THE FIRST TIME Arooj Aftab, Shahzad Ismaily and Vijay Iyer performed together was in June 2018 at New York venue The Kitchen.
“I remember when we came off stage,” says Iyer. “Shahzad put his arms around the two of us and we all just sort of huddled for a while, initially just in silence. Then he said, ‘I'm not sure what just happened, but I'd like to do more of that.'”
His wish was granted.
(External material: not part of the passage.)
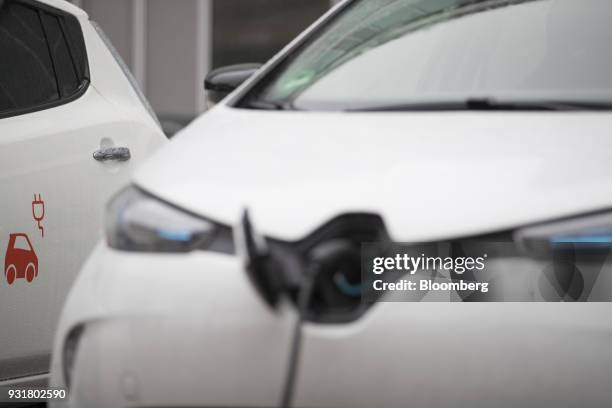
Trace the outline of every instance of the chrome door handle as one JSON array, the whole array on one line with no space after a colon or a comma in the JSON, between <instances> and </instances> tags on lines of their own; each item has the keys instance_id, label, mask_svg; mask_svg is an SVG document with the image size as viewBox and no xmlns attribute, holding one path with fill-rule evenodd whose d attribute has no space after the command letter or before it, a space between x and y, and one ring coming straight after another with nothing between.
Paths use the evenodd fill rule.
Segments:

Following more live performances comes Love In Exile,a record which features Aftab on vocals, Ismaily – who has worked with everyone from Yoko Ono to Bonnie ‘Prince' Billy – on bass and Moog, and Harvard professor Iyer on piano and electronics.
“We booked a studio in Manhattan with an engineer that Arooj had worked with for
Vulture Prince, split the cost three ways in a kind of DIY punk egalitarian style and went in that day,” recalls Ismaily. “It was like a classic old jazz style record, where it [took] like maybe four or five hours.”
The title, says Ismaily, “is a very beautiful phrase that speaks not only to the movement of people in and out of their countries of birth but also the exile we can feel within ourselves. That's how I end up experiencing it, because around the time of recording, I was going through a very painful separation.”
For Aftab, it was about her “self-exile” from Pakistan “to find the right environment for my work to thrive” while Iyer speaks of the experience of diaspora. “You know that literally means ‘being scattered', right? But the other thing about it is finding each other.”